Yembitkileri ot için hasat edildiklerinde, % 15 - 20 kuru madde, % 80 - 85 nem kapsar. Biçilen otlar kurutularak depolanacaksa, nem içeriği % 10-12 düzeylerine düşürülmelidir. Bu zor ve zaman alıcı bir uygulamadır. Ayrıca kurutma sırasında çevirme, toplama gibi işlemler yapılırken kırılma ve dökülme şeklinde ve yavaş kuruma nedeniyle solunum ve kızışma olayları sonucu önemli miktarlarda kayıp ortaya çıkar. Kurutulan otlar iyi havalanan, nem oram düşük depolarda saklanmazsa, yeniden nem alarak kızışma ve çürüme sonucu yem olma özelliğini yitirir.

Biçilen otlar silaja işlenecekse, nem oranının % 60 - 65'e düşürülmesi, iyice sıkıştırılarak havasızlığın sağlanması, dışarıdan yağmur suyu girişinin önlenmesi, fare, keme gibi zararlıların örtüyü delerek zarar yapmasının engellenmesi, silaj çukuru tabanında sıvı birikmesinin önlenmesi gerekir. Ortam pH'si kısa sürede 4.0 - 4.5'e düşürülerek, bu düzeyin silaj bitinceye kadar korunması gerekir. Özellikle taneleri depolanan ürünlerle kıyaslanınca, yembitkilerinin ister kuru ot, isterse silaj şeklinde işleme ve depolanmaları zordur.

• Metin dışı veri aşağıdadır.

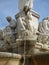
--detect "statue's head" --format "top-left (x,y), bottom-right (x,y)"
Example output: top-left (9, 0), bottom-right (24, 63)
top-left (23, 6), bottom-right (30, 14)
top-left (6, 16), bottom-right (12, 22)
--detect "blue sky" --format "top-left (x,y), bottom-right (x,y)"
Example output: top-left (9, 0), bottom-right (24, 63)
top-left (0, 0), bottom-right (49, 28)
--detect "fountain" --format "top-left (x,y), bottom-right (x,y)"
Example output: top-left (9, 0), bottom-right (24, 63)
top-left (0, 0), bottom-right (49, 65)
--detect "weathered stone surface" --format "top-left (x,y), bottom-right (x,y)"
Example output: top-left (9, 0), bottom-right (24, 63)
top-left (18, 0), bottom-right (33, 11)
top-left (6, 16), bottom-right (16, 28)
top-left (0, 29), bottom-right (3, 40)
top-left (0, 52), bottom-right (22, 65)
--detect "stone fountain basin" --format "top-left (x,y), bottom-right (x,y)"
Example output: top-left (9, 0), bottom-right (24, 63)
top-left (0, 52), bottom-right (21, 65)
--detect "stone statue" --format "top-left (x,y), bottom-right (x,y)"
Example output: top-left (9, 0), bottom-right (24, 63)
top-left (18, 0), bottom-right (33, 11)
top-left (38, 17), bottom-right (49, 47)
top-left (6, 16), bottom-right (16, 29)
top-left (39, 17), bottom-right (49, 33)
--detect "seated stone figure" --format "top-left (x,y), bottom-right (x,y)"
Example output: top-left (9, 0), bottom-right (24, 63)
top-left (16, 9), bottom-right (38, 39)
top-left (38, 17), bottom-right (49, 50)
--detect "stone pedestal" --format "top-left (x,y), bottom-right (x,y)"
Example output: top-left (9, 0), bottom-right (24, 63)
top-left (0, 52), bottom-right (22, 65)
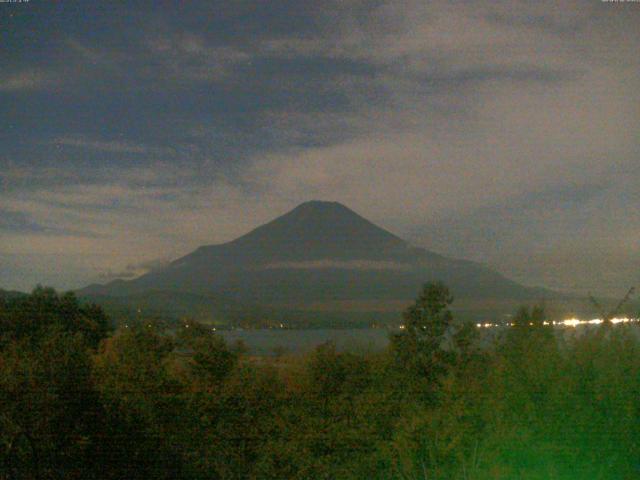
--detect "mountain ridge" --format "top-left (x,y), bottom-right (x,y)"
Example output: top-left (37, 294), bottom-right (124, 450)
top-left (78, 200), bottom-right (557, 320)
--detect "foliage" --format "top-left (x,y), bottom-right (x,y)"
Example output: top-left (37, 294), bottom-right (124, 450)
top-left (0, 284), bottom-right (640, 480)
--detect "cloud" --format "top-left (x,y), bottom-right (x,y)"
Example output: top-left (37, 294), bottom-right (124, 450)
top-left (98, 258), bottom-right (171, 282)
top-left (0, 0), bottom-right (640, 289)
top-left (0, 69), bottom-right (60, 93)
top-left (53, 137), bottom-right (150, 153)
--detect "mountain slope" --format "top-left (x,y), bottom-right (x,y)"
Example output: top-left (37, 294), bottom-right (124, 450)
top-left (79, 201), bottom-right (553, 320)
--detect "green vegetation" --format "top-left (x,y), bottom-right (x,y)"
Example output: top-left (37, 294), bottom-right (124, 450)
top-left (0, 284), bottom-right (640, 480)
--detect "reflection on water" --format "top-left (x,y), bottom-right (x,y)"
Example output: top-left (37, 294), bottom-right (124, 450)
top-left (219, 328), bottom-right (389, 355)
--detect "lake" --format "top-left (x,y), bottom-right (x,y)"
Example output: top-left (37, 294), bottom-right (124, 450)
top-left (218, 328), bottom-right (389, 355)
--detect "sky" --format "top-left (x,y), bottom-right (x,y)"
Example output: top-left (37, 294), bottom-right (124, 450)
top-left (0, 0), bottom-right (640, 295)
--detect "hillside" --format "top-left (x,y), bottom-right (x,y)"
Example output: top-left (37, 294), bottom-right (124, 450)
top-left (79, 201), bottom-right (557, 324)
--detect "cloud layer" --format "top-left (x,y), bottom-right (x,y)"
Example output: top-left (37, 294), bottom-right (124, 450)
top-left (0, 0), bottom-right (640, 293)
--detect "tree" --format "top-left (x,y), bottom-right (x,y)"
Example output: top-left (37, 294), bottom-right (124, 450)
top-left (391, 282), bottom-right (468, 390)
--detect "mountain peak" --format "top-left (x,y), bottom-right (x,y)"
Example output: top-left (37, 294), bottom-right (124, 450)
top-left (231, 200), bottom-right (406, 258)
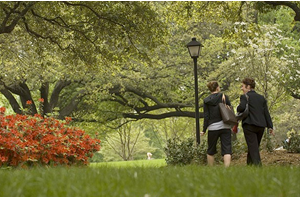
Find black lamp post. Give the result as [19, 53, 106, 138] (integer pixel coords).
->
[187, 38, 203, 144]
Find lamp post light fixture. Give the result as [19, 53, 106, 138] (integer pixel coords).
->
[187, 38, 203, 145]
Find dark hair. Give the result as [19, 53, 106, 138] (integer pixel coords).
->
[206, 81, 219, 92]
[242, 78, 255, 89]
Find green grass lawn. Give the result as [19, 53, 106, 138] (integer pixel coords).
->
[0, 159, 300, 197]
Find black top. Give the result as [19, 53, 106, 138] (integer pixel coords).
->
[202, 93, 231, 132]
[237, 90, 273, 129]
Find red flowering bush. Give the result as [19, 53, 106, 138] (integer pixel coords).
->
[0, 107, 100, 167]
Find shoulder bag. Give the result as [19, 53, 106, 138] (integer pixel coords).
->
[235, 94, 249, 121]
[219, 94, 238, 126]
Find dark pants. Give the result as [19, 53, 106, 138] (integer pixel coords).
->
[243, 124, 265, 166]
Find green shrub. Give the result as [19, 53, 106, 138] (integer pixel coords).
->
[164, 138, 206, 165]
[0, 107, 100, 167]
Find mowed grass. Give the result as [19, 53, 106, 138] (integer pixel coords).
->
[0, 159, 300, 197]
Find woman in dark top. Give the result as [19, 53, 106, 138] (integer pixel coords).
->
[200, 81, 232, 167]
[237, 78, 274, 166]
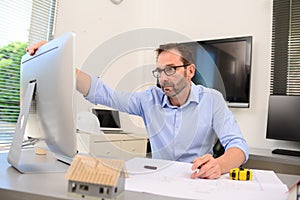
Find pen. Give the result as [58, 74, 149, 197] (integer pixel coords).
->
[144, 165, 157, 170]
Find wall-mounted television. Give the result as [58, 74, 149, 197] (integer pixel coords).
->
[184, 36, 252, 108]
[266, 95, 300, 157]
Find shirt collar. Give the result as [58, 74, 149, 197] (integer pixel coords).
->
[161, 82, 200, 108]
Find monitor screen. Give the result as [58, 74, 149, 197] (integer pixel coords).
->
[92, 108, 121, 130]
[20, 33, 77, 158]
[267, 95, 300, 142]
[184, 36, 252, 107]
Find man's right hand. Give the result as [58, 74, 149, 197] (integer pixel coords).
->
[26, 41, 47, 56]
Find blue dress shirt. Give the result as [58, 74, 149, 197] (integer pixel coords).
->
[86, 76, 248, 162]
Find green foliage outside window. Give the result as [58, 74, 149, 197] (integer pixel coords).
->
[0, 42, 27, 123]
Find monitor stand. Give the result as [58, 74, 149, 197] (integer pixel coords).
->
[272, 149, 300, 157]
[7, 81, 69, 173]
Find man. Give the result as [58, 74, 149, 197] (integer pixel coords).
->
[27, 43, 248, 179]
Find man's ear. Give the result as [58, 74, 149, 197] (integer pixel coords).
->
[156, 78, 161, 88]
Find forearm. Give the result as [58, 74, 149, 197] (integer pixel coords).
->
[76, 69, 91, 96]
[217, 148, 245, 174]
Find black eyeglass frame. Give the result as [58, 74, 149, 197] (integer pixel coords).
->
[152, 64, 190, 78]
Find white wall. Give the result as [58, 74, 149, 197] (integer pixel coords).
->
[56, 0, 299, 148]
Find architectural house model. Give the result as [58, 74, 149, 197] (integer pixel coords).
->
[65, 155, 125, 198]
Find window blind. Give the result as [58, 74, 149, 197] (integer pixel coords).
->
[270, 0, 300, 95]
[0, 0, 58, 150]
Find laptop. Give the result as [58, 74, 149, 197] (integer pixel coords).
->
[92, 108, 124, 133]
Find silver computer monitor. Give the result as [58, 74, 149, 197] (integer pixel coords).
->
[9, 32, 77, 173]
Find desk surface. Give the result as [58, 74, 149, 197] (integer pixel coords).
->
[0, 153, 300, 200]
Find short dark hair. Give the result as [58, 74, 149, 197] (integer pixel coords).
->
[155, 43, 194, 65]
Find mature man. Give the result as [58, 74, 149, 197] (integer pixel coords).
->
[27, 43, 248, 179]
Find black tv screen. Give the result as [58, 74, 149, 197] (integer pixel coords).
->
[267, 95, 300, 142]
[184, 36, 252, 107]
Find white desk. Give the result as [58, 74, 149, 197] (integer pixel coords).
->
[0, 153, 300, 200]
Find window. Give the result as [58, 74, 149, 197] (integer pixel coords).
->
[0, 0, 58, 150]
[270, 0, 300, 95]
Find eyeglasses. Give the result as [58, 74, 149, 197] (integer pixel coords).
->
[152, 64, 190, 78]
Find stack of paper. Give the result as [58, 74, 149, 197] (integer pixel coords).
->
[125, 158, 288, 200]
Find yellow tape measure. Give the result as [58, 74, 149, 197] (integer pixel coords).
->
[229, 167, 252, 181]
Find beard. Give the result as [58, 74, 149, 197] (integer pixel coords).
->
[160, 77, 188, 97]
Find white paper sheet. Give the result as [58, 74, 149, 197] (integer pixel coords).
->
[125, 158, 288, 200]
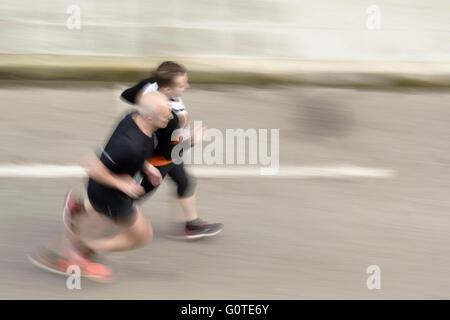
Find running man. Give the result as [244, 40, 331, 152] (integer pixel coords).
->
[121, 61, 223, 240]
[30, 92, 173, 281]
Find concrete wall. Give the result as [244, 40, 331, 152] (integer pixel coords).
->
[0, 0, 450, 62]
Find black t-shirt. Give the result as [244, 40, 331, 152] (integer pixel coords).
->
[89, 112, 155, 195]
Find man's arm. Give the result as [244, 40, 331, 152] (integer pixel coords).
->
[81, 153, 145, 199]
[142, 161, 162, 187]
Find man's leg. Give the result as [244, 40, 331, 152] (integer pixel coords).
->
[85, 199, 153, 253]
[168, 164, 223, 240]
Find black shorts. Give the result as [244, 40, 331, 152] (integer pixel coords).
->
[87, 179, 136, 222]
[141, 162, 195, 198]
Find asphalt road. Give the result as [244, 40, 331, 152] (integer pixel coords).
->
[0, 82, 450, 299]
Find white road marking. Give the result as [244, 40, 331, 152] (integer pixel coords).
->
[0, 164, 396, 179]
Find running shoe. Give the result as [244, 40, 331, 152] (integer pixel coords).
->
[167, 218, 224, 240]
[66, 248, 115, 282]
[28, 247, 115, 282]
[27, 247, 70, 276]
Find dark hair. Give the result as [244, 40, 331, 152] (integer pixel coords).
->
[155, 61, 186, 88]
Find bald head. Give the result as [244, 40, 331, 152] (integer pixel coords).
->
[138, 91, 173, 129]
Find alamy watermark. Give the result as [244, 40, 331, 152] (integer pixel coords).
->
[66, 4, 81, 30]
[366, 264, 381, 290]
[366, 4, 381, 30]
[66, 265, 81, 290]
[171, 121, 280, 175]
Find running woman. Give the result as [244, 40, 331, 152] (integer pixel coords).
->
[29, 92, 173, 281]
[121, 61, 223, 240]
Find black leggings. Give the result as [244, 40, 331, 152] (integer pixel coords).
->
[141, 162, 195, 198]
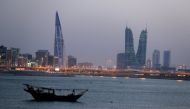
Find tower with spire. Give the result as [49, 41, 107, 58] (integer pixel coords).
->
[54, 12, 64, 67]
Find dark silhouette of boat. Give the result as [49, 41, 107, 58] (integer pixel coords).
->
[24, 84, 88, 102]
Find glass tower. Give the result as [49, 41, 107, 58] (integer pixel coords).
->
[163, 50, 171, 68]
[152, 50, 161, 69]
[125, 27, 137, 66]
[54, 12, 64, 67]
[136, 29, 147, 66]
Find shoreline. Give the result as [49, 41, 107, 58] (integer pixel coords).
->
[0, 71, 190, 81]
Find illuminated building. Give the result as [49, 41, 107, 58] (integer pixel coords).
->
[78, 62, 93, 68]
[48, 55, 54, 67]
[117, 53, 127, 69]
[146, 59, 152, 69]
[54, 12, 64, 67]
[36, 50, 49, 67]
[152, 50, 160, 69]
[7, 48, 20, 67]
[0, 45, 7, 65]
[22, 53, 32, 61]
[163, 50, 171, 68]
[68, 55, 77, 67]
[18, 56, 28, 67]
[125, 27, 137, 66]
[136, 30, 147, 66]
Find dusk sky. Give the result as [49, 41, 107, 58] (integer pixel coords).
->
[0, 0, 190, 65]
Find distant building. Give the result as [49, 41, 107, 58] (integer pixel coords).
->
[125, 27, 137, 66]
[68, 55, 77, 67]
[7, 48, 20, 67]
[163, 50, 171, 68]
[146, 59, 152, 69]
[152, 50, 161, 69]
[18, 56, 28, 67]
[0, 45, 7, 65]
[136, 29, 147, 66]
[48, 55, 54, 67]
[22, 53, 32, 61]
[54, 12, 65, 67]
[36, 50, 49, 67]
[117, 53, 127, 69]
[78, 62, 93, 68]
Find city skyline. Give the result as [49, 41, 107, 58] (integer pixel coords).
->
[0, 0, 190, 66]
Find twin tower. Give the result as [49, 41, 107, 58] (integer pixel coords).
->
[117, 27, 147, 69]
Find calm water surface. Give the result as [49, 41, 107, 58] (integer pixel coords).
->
[0, 75, 190, 109]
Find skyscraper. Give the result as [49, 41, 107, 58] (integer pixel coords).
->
[68, 55, 77, 67]
[54, 12, 64, 67]
[152, 50, 160, 69]
[117, 53, 127, 69]
[136, 29, 147, 66]
[163, 50, 171, 68]
[125, 27, 137, 66]
[36, 50, 49, 67]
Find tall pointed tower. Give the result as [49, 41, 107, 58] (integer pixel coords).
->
[54, 12, 64, 67]
[125, 26, 137, 66]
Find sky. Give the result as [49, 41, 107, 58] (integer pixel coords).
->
[0, 0, 190, 66]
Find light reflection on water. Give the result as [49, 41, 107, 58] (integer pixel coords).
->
[0, 76, 190, 109]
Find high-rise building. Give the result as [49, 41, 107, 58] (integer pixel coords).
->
[68, 55, 77, 67]
[22, 53, 32, 61]
[48, 55, 54, 67]
[136, 29, 147, 66]
[0, 45, 7, 65]
[125, 27, 137, 66]
[36, 50, 49, 67]
[7, 48, 20, 67]
[152, 50, 160, 69]
[54, 12, 64, 67]
[146, 59, 152, 69]
[117, 53, 127, 69]
[18, 56, 28, 67]
[163, 50, 171, 68]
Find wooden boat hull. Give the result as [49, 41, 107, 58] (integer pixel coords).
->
[24, 84, 87, 102]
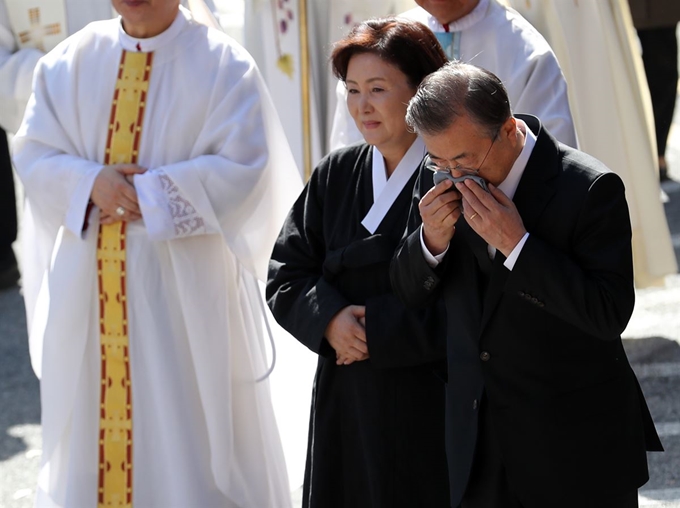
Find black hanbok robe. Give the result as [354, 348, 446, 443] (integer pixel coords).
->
[267, 144, 449, 508]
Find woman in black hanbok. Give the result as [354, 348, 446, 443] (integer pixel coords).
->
[267, 18, 449, 508]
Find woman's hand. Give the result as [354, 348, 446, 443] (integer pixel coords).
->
[325, 305, 368, 365]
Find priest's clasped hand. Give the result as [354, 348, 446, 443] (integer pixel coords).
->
[325, 305, 368, 365]
[90, 164, 146, 224]
[418, 180, 462, 256]
[456, 180, 527, 257]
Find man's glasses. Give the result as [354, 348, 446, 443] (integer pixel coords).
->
[425, 133, 498, 175]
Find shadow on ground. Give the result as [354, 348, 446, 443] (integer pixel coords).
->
[0, 288, 40, 461]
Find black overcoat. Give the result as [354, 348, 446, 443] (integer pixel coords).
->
[391, 115, 661, 508]
[267, 144, 448, 508]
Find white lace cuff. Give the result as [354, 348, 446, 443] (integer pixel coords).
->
[135, 171, 206, 240]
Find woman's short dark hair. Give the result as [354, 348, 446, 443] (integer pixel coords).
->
[331, 17, 447, 88]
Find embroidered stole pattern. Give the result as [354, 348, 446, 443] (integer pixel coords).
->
[97, 51, 153, 508]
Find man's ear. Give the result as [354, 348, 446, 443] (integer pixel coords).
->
[498, 116, 517, 143]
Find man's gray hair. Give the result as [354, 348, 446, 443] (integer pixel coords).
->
[406, 60, 512, 137]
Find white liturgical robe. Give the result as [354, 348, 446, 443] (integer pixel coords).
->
[330, 0, 577, 149]
[14, 9, 301, 508]
[509, 0, 678, 288]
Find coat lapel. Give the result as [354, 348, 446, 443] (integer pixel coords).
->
[481, 115, 561, 336]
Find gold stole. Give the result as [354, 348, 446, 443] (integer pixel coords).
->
[97, 51, 153, 508]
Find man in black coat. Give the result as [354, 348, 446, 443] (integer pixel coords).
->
[391, 62, 662, 508]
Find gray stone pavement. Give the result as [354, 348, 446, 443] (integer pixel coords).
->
[0, 66, 680, 508]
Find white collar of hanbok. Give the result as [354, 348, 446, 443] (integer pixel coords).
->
[118, 6, 191, 53]
[428, 0, 490, 32]
[361, 138, 425, 234]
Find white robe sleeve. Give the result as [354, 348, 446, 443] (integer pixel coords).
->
[14, 54, 103, 236]
[0, 0, 42, 132]
[134, 50, 302, 280]
[504, 47, 578, 148]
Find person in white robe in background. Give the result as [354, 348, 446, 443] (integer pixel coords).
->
[330, 0, 578, 149]
[14, 0, 301, 508]
[508, 0, 678, 288]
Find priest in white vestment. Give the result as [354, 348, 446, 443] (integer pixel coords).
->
[330, 0, 578, 149]
[507, 0, 678, 288]
[14, 0, 301, 508]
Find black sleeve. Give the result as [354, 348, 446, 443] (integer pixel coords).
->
[266, 158, 349, 357]
[390, 166, 445, 308]
[505, 173, 635, 339]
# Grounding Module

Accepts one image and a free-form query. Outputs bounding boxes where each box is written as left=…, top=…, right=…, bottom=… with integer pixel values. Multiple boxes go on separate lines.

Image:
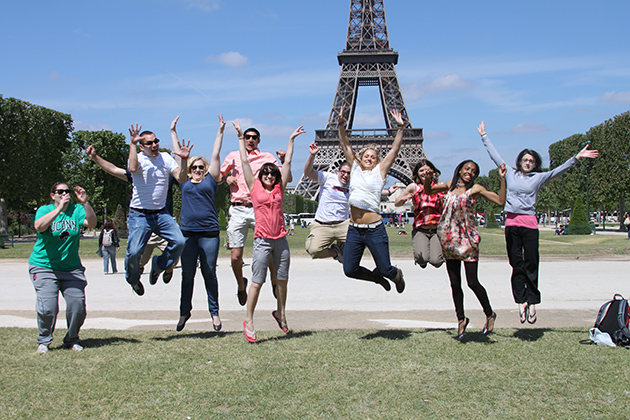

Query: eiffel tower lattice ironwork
left=294, top=0, right=426, bottom=200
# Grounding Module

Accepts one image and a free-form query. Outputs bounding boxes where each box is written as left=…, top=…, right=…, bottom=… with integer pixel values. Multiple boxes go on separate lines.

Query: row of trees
left=476, top=112, right=630, bottom=231
left=0, top=95, right=317, bottom=234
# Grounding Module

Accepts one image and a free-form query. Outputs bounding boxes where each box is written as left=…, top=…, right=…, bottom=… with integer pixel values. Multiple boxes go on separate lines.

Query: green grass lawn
left=0, top=226, right=630, bottom=258
left=0, top=328, right=630, bottom=419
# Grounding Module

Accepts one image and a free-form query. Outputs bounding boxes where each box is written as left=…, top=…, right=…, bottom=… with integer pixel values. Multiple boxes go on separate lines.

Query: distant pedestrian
left=98, top=220, right=120, bottom=274
left=28, top=182, right=96, bottom=354
left=424, top=160, right=505, bottom=340
left=477, top=121, right=599, bottom=324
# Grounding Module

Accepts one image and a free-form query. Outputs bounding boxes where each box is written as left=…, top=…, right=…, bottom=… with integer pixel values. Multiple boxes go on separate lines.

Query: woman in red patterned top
left=394, top=159, right=444, bottom=268
left=234, top=121, right=305, bottom=343
left=424, top=160, right=506, bottom=340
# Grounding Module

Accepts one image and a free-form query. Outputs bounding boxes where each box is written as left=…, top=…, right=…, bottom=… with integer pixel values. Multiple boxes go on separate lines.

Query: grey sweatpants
left=28, top=265, right=87, bottom=347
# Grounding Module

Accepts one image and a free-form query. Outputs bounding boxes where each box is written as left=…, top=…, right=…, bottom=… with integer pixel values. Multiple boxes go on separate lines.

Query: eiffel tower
left=294, top=0, right=426, bottom=200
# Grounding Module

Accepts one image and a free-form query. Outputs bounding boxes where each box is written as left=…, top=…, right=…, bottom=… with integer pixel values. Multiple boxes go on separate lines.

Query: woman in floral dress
left=424, top=160, right=506, bottom=340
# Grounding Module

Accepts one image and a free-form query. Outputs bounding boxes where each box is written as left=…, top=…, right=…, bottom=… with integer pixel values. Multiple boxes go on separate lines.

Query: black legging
left=446, top=260, right=492, bottom=321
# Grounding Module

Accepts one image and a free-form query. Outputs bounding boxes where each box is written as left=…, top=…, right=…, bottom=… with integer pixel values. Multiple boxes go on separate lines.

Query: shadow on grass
left=81, top=337, right=140, bottom=348
left=258, top=331, right=315, bottom=344
left=359, top=330, right=412, bottom=340
left=512, top=328, right=551, bottom=341
left=151, top=331, right=238, bottom=341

Yembitkilerinden elde edilen ürünler depolarda çok yer kaplarlar. Örneğin tahıllarda l ton tane ürünü l - 1.5 m3 arası bir hacim kaplarken, gevşek bir tarzda yığılan kuru otlarda bu değer 20 - 22 m3 düzeyindedir. Ürünün depoda çok yer kaplaması depolama masraflarını artırmaktadır.

11. Yüzyıllardır Süregelen Alışkanlıklar

Türk toplumunda, Orta Asya'da göçebe veya yan göçebe olarak yaşarken ve göç edilen diğer coğrafyalarda, yerleşik yaşam düzenine geçtikten sonra bile, hayvancılık meraya dayalı olarak sürdürülmüştür. Yüzyıllar boyunca süren bu uygulama, insanlarımızda bazı alışkanlıklar ve düşünce kalıplarının oluşmasına yol açmıştır. "Ot değil mi canım, nasıl olsa her yerde bitiyor. Bir de tarlaya mı ekeceğiz" şeklinde değerlendirmeler yapılmaktadır. Bu anlayışa göre, hayvanın yiyeceği ot boş alanlarda ve meralarda biter. Tarlaya yembitkisi ekildiği zaman yazık edilmiş olur. Oysa, ot olmadan et olamayacağı, süt olamayacağı çok açıktır. Yalnızca üreticilerimizin bir kısmında değil, bazı aydınlarımız, hatta tarımın değişik kolları ile ilgili olan meslektaşlarımızda bile bulunan yukardaki anlayış, son yıllarda giderek azalmaktadır. Bu anlayışın ortadan kaldırılması ve yembitkilerinin sağladığı yararların anlaşılmaya başlanması, yembitkileri tarımını olumlu yönde etkileyecektir.